Tuesday, August 24, 2010

Dear Papa

One night, long after bedtime, Sophie begged me to write a letter to my dad, her late grandfather. "You promised we could do it tonight," she said. I watched her take scissors to paper and tape the little pieces together to very meticulously make a pair of butterfly wings. "It's too small for me to write the words," she said, holding up her invention. "You write it for me, Mama." That first night, she instructed me to write in block capital letters, not cursive, so that Papa would know it was really from her, even though I wrote it. "From your grandaughter, Sophie," she dictated. "I'm in first grade now. I'm almost six. Grandma misses you very much. Write me back."
  
She's been writing about a letter a day to the man she called Papa, the man she's been speaking to daily since before she took command of the English language.  Not knowing how to send a letter to someone beyond the physical, she held her letter up that first night and asked how we would send it. What was Papa's address? Where was his mailbox, anyway?  I was confused about sending the letters myself, and so I suggested burning the letter outside. "The smoke will send him your message," I said as convincingly as I could, and then heaved a giant sigh when she agreed.

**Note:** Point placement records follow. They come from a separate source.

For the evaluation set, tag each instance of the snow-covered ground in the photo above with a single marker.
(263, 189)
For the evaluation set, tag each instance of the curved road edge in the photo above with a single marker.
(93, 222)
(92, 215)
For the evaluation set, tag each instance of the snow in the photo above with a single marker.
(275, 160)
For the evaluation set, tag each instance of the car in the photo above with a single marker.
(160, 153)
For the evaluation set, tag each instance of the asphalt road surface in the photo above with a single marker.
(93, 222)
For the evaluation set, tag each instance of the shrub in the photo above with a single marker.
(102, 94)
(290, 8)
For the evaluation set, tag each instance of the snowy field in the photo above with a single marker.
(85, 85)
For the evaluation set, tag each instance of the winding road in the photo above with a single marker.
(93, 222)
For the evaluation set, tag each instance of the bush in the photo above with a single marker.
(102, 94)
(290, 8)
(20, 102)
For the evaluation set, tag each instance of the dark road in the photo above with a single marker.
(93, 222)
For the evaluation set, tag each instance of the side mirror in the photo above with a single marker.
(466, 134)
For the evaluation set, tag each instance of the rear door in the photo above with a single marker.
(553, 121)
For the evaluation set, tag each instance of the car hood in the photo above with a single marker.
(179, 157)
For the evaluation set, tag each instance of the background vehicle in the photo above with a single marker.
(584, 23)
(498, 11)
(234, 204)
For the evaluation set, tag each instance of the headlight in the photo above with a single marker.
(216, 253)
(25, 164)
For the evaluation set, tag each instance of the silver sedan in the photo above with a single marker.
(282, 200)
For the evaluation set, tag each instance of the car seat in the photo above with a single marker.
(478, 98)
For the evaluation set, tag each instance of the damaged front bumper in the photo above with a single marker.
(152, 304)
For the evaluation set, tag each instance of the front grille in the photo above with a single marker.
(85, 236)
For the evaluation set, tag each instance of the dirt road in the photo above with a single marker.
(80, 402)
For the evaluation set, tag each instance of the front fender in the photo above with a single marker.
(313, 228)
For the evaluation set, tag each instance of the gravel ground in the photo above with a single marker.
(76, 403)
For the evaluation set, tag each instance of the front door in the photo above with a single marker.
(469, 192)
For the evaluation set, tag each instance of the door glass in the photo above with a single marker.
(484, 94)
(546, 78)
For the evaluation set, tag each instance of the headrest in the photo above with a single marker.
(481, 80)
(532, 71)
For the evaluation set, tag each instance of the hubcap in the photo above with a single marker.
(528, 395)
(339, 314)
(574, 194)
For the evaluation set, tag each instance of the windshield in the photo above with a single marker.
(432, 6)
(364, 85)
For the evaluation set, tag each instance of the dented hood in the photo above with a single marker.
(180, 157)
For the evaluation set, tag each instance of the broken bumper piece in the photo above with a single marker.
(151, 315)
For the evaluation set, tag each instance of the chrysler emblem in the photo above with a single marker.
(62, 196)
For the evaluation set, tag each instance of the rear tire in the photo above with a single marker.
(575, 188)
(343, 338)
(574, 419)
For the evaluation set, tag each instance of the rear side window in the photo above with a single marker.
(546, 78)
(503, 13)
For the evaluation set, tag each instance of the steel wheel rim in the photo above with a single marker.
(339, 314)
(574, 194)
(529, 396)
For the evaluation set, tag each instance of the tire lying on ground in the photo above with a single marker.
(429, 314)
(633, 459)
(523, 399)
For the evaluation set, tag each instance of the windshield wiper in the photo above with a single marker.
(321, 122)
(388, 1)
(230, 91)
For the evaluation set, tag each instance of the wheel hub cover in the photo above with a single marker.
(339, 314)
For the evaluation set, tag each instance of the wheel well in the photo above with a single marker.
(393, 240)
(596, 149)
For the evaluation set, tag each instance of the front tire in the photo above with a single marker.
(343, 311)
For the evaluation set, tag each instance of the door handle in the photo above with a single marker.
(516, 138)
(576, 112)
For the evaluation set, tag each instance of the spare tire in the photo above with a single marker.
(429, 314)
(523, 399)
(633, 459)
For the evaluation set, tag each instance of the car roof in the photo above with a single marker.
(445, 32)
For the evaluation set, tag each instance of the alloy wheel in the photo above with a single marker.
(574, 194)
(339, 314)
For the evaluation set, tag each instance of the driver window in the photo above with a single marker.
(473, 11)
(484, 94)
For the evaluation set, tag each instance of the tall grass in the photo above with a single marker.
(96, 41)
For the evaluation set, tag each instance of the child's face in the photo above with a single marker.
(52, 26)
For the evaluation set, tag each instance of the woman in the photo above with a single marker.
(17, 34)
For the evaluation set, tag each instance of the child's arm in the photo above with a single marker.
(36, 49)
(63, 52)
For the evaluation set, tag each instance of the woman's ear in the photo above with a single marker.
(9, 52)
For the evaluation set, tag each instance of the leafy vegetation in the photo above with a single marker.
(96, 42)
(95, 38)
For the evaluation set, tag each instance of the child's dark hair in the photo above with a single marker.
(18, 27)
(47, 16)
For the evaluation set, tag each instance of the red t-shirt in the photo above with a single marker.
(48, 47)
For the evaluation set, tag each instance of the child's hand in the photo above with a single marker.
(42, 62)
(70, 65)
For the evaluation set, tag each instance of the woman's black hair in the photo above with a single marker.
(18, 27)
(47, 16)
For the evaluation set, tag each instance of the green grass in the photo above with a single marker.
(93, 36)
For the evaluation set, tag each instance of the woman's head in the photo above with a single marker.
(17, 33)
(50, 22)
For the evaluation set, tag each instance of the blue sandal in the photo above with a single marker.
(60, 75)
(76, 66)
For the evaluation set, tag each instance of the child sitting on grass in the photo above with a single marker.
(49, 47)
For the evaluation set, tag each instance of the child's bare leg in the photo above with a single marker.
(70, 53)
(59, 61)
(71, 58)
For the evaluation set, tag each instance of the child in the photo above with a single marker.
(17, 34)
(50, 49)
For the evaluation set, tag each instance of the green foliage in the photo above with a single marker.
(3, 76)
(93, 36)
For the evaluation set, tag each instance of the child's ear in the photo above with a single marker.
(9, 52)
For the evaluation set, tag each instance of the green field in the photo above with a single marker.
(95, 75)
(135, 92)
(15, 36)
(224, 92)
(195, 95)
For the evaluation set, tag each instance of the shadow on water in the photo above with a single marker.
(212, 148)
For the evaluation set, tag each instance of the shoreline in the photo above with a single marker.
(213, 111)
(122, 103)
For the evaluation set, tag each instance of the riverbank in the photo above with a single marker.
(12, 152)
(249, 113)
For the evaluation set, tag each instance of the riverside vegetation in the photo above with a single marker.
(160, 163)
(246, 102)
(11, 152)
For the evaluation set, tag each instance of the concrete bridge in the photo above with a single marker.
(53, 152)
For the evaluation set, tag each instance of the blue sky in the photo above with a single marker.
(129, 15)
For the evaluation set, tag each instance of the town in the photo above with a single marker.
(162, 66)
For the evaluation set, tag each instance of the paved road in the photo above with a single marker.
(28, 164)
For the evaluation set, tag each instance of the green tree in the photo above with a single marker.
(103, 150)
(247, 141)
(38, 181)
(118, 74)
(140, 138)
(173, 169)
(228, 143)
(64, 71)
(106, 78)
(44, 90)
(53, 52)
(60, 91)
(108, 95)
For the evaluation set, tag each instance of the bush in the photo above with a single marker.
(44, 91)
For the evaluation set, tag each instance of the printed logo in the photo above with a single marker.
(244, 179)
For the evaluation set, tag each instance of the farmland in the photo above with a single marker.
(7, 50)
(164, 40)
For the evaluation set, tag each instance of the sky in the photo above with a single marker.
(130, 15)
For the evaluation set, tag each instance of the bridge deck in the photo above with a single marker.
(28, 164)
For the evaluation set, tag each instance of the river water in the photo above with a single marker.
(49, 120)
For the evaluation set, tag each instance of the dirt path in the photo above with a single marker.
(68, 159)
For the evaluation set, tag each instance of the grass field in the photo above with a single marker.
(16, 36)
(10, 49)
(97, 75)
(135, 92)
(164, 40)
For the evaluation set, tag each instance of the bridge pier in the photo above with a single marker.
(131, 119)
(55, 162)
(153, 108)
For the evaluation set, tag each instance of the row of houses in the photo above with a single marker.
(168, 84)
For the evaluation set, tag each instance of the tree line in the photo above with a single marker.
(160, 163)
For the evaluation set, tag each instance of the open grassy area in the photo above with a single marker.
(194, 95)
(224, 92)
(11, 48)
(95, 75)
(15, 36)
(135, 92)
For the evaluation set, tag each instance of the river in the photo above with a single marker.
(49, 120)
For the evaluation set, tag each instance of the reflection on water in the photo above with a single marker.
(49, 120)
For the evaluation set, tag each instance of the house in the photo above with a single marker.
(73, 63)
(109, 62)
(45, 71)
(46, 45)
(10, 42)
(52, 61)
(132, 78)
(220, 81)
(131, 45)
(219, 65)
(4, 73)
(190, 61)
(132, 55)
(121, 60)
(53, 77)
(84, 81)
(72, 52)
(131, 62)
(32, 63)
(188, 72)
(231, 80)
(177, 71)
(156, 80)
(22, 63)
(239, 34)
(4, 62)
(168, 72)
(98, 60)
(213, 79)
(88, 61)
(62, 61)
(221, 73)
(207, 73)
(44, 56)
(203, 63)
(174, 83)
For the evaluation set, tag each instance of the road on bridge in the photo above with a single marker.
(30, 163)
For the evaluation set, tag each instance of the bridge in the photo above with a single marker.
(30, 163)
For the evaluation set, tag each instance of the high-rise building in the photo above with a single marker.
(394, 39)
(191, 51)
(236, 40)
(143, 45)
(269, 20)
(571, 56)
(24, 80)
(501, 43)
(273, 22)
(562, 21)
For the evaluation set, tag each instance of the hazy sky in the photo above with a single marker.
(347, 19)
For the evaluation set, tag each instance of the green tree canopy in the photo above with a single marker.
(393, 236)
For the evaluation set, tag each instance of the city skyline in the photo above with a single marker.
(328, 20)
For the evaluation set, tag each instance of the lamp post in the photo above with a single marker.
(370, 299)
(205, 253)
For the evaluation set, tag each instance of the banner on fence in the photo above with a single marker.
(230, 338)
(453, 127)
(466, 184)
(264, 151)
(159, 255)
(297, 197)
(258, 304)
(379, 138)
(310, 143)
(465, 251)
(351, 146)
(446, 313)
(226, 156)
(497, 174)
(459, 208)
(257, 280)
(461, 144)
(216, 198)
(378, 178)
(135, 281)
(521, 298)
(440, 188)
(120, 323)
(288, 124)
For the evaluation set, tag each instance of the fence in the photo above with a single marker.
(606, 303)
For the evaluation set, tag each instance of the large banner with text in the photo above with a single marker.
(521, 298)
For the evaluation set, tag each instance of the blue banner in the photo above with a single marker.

Last night she wrote the letter herself: Papa, I don't know what heaven is like. Do you have information? I've lost two teeth. Love, Sophie. She decorated and clipped the tar out of her missive and handed it over.  "It's really hard to ruin it after spending so much time making it," she said. "It makes me sad at first, but I really want to send it." So under a twilight sky, the two of us watched the letter take a flame, and then take flight to wherever it went next.

1 comment:

Devyl said...

What a beautiful little girl you're raising.